Kampf um die Brücke an der Lütkestraße geht weiter
13.10.2011 | 17:48 Uhr 2011-10-13T17:48:00+0200
Bottrop.Die Hoffnung auf eine neue Brücke an der Lütkestraße sinkt immer weiter. Das wurde in der Sitzung der Bezirksvertretung Süd deutlich. Das Problem ist älter als die Brücke selbst - es fehlt an Geld. Selbst wenn eine neue Brücke nur für Fußgänger und Radfahrer konzipiert würde, lägen die Kosten hierfür bei rund 50 000 Euro.
Weitaus teurer wäre das Vorhaben, wenn Autos die Brücke befahren sollten. Zufrieden ist mit der Lösung niemand, allerdings müssen die Ausgaben von der Bezirksregierung Münster genehmigt werden.

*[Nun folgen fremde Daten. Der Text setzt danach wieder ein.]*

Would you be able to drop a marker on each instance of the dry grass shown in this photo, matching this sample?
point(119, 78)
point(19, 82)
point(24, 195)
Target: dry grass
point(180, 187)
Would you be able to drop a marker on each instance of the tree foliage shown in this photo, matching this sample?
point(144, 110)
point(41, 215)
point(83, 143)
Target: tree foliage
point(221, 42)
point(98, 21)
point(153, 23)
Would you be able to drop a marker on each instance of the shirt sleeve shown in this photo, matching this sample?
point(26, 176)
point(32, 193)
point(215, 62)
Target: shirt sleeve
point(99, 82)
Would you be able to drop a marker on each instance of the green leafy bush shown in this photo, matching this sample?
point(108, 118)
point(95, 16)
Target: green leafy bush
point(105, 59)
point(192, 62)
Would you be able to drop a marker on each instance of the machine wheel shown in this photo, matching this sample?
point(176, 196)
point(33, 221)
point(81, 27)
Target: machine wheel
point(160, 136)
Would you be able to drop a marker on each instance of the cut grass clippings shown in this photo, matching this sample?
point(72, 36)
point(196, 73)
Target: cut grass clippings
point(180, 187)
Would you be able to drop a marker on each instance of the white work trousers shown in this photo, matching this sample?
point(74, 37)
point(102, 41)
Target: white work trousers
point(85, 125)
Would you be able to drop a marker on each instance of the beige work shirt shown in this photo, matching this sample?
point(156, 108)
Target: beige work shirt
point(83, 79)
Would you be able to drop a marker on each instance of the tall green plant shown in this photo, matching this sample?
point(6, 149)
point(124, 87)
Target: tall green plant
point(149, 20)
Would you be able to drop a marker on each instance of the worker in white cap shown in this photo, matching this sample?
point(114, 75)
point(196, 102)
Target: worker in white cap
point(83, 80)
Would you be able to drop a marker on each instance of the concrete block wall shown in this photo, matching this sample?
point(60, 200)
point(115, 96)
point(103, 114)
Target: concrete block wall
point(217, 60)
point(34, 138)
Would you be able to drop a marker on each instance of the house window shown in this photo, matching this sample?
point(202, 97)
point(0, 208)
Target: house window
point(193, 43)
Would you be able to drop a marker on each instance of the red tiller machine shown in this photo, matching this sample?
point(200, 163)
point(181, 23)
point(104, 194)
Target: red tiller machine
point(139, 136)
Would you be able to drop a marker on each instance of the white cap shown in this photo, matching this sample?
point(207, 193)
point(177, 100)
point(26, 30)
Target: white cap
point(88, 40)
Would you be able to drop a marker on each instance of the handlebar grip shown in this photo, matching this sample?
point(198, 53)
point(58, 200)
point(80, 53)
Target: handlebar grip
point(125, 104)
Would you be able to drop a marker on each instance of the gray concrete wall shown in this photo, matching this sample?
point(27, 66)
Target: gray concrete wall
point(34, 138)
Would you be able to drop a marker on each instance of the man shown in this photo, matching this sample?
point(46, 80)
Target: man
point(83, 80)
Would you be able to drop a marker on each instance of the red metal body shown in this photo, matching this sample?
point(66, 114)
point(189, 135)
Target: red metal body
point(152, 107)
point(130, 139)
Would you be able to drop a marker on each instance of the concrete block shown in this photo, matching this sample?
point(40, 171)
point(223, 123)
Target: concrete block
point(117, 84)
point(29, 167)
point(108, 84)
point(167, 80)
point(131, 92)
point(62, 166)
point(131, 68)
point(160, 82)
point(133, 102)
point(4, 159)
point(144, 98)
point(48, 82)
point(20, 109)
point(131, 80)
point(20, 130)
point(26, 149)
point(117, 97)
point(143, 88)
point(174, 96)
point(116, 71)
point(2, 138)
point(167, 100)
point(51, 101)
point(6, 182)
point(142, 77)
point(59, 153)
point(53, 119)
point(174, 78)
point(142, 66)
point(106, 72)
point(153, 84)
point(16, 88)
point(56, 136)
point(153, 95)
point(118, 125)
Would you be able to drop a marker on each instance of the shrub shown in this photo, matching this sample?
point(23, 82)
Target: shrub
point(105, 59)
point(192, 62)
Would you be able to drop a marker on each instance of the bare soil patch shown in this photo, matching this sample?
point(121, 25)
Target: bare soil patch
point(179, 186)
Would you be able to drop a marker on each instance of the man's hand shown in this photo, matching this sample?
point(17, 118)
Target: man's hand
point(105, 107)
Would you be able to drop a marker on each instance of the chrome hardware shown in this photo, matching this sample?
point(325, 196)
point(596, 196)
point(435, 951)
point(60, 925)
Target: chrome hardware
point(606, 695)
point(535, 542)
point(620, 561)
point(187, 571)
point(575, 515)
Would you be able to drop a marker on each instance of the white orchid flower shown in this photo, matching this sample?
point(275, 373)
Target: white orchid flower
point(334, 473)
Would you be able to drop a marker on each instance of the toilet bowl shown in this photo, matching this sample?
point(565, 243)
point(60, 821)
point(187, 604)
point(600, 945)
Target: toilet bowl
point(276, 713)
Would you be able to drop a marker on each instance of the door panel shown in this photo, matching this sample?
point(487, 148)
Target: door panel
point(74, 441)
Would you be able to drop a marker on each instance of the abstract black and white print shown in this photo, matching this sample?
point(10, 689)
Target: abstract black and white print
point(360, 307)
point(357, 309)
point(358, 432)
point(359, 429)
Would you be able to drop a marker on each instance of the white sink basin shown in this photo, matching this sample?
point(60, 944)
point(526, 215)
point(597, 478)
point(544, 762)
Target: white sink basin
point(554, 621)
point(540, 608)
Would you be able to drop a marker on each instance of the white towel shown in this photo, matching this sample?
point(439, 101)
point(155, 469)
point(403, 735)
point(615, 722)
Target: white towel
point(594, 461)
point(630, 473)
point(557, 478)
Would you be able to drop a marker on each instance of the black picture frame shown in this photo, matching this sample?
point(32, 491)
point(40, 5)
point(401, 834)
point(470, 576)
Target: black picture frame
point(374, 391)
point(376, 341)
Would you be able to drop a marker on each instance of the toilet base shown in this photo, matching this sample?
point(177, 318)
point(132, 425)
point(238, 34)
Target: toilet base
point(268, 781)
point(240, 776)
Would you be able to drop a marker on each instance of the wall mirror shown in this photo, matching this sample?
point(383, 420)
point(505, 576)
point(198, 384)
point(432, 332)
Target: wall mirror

Darauf kann Bezirksbürgermeister Gerhard Bongers ebenso wenig Hoffnung machen wie auf eine finanzielle Förderung.
Aber dass eine neue Brücke gebaut werden muss, da sind sich alle einig. „Keiner von uns will, dass die Brücke wegkommt. Wir kämpfen alle für das gleiche Ziel“, so Bongers.
Die Bürger befriedigt das wenig. Zu groß ist die Sorge, wie es ohne einen Übergang weitergehen soll. Zum einen sei der Umweg, der ohne die Brücke entstehen würde, gerade für ältere Menschen, die von der Boy etwa zum Ostfriedhof wollen, unzumutbar. Und dann die Sorge, dass nach einem Abriss der Brücke Kinder, deren Schulweg heute noch über die Brücke führt, einfach über die Gleise laufen. Dazu müsse der Bereich besser abgesichert werden. Das wiederum kostet Geld.
Bereits 2009 wurde die Überführung für den Pkw-Verkehr gesperrt, da sie der Belastung nicht mehr standhielt. Üblicherweise werden Brücken alle drei Jahre auf ihre Sicherheit überprüft. An der Lütkestraße wurde zunächst jährlich kontrolliert, mittlerweile ist man so weit, dass mehrmals pro Woche jemand prüft. Vor allem an der Unterseite ist das Bauwerk so marode, dass man Sorge hat, Teile könnten auf die Gleise fallen. Bongers kündigte an, sich noch einmal an die Bezirksregierung zu wenden. Einigen unzufriedenen Anwohnern reichte das offenbar nicht. Sie wollen selbst nach Münster gehen.
05:31
Baut eine Brücke und verlangt Wegegeld ( Maut ) Auf jeder Seite ein Häuschen mit einem Kassierer und so entstehen auch noch Arbeitsplätze. Das wäre doch mal was Neues für die Innovationcity.
21:13
Auf einer Halde, die nicht frequentiert wird, werden Aussichtsplattformen und Bänke errichtet, nur um kurz darauf von marodierenden Jugendlichen zerstört zu werden, oder zumindest stark verschmutzt. Für wirklich wichtige Sachen ist kein Geld da, aber so eine kleine Brücke kann ja auch nicht als Prestigeobjekt gefeiert werden.